A new study sheds light on the great running shoe debate.
For injury-prone runners there’s always the question of what type of shoe is safer.

Some runners think it is shoes that are heavily cushioned and others prefer the more traditional thin-soled shoes.

A new study published in Scientific Reports suggests that running in those comfortable, highly cushioned shoes often marketed to prevent injury, might actually increase leg stiffness and lead to greater impact loading when your foot hits the pavement.

The small study looked at 12 healthy men — with an average age of 27 — who were accustomed to running.
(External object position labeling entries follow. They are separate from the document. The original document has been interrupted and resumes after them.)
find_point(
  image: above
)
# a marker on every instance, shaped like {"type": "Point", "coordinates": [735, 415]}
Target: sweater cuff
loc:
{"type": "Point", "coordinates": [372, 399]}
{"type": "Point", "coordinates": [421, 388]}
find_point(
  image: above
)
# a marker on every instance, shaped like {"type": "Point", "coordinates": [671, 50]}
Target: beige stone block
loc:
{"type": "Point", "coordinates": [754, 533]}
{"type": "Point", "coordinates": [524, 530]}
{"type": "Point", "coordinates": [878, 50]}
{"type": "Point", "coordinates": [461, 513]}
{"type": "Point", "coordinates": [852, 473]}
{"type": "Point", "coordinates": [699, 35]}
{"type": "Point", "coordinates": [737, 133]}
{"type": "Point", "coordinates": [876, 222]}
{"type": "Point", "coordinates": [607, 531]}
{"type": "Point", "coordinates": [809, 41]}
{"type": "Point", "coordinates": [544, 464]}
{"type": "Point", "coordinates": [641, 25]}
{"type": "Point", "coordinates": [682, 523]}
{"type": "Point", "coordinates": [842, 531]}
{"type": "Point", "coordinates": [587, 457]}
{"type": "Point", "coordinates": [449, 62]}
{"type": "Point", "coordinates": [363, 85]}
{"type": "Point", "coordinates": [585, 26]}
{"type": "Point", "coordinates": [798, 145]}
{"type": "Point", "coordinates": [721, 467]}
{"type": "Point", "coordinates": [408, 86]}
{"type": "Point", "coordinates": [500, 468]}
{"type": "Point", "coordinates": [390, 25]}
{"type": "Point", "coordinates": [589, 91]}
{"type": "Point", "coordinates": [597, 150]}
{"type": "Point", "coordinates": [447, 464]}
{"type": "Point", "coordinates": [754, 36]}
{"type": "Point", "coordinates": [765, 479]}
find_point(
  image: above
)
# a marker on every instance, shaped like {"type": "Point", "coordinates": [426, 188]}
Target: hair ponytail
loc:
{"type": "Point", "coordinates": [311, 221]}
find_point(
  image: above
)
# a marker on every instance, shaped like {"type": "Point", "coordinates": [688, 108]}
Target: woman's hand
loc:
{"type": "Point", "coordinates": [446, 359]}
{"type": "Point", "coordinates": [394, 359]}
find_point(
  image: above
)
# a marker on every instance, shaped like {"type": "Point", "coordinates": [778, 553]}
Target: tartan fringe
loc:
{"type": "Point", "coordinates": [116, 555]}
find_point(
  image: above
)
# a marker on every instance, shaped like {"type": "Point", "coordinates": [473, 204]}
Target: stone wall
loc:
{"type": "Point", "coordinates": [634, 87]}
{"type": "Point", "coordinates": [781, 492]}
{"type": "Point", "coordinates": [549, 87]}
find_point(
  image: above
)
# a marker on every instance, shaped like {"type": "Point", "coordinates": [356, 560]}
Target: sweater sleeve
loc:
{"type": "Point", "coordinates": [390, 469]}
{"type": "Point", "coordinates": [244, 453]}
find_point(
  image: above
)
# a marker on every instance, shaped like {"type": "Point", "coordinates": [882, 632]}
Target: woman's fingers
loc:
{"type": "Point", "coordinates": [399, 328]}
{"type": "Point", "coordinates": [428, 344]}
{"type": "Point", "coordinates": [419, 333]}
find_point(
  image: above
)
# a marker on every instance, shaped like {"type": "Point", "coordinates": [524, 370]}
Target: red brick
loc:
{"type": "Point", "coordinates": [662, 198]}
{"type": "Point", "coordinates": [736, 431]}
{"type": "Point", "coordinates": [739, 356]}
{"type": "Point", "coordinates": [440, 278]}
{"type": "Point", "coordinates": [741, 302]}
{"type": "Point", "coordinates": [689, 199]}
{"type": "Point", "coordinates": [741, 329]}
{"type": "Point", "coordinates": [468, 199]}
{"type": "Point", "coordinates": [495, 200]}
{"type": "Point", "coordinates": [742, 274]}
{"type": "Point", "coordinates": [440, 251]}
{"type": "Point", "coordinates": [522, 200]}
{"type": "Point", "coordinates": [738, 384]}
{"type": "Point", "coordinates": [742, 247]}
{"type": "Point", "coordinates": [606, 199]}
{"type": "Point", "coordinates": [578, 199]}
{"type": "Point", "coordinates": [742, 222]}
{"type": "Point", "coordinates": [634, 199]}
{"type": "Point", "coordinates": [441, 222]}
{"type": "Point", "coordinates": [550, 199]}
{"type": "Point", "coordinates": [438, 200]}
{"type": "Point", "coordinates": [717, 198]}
Each of them had some sort of experience running regularly or playing sports. The men were given pairs of the thickly cushioned Hoka One One Conquest shoe and the thinner Brooks Ghost 6 running shoe.

A 3-D analysis was done on the men as they ran at both 10 km/hour (6.2 miles/hour) and 14.5 km/hour (9 miles/hour) jogging speeds.
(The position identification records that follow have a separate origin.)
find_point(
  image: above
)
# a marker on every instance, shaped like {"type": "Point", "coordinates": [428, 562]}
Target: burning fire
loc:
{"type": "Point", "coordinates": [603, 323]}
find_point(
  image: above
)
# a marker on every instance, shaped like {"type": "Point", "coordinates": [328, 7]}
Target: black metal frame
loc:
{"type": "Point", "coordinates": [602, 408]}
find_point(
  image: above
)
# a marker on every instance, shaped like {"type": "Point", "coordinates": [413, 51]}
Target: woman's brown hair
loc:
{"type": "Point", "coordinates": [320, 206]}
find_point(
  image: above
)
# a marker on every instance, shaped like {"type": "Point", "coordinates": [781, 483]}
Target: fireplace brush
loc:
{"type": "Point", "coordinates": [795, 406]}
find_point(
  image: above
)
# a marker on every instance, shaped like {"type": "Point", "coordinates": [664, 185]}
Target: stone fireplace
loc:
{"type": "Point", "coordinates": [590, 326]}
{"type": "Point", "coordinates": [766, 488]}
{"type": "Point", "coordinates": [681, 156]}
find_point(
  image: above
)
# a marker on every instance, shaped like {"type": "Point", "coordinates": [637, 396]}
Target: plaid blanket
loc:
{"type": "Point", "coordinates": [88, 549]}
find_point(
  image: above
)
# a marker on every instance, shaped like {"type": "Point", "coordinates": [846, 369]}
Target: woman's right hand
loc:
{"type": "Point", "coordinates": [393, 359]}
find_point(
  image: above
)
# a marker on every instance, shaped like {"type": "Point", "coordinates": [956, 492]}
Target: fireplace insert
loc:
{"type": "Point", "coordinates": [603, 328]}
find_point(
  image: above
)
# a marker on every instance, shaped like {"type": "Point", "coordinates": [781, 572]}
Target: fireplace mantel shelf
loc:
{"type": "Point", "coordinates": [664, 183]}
Video footage of the men wearing the more cushioned shoes revealed they bent their knees less, hitting the ground harder than with the less-padded shoes.

This difference was more noticeable at the faster speeds.

Lead researcher Juha-Pekka Kulmala, PhD, wrote in an email to Healthline that he and his team expected to see similar impact loads when it came to wearing both types of shoe. The fact that there was a noticeable difference was an “unexpected result.”

“Highly cushioned and compliant shoes compress under the foot during the ground contact of running when three times body weight load is placed upon the lower limb.

The leg tends to compensate this to maintain a preferred bouncing movement of running and therefore become stiffer and compresses less,” Kulmala wrote.

“This typically results in similar impacts across different cushioning properties.

However, it seems that very heavily cushioned shoes even increase impacts.”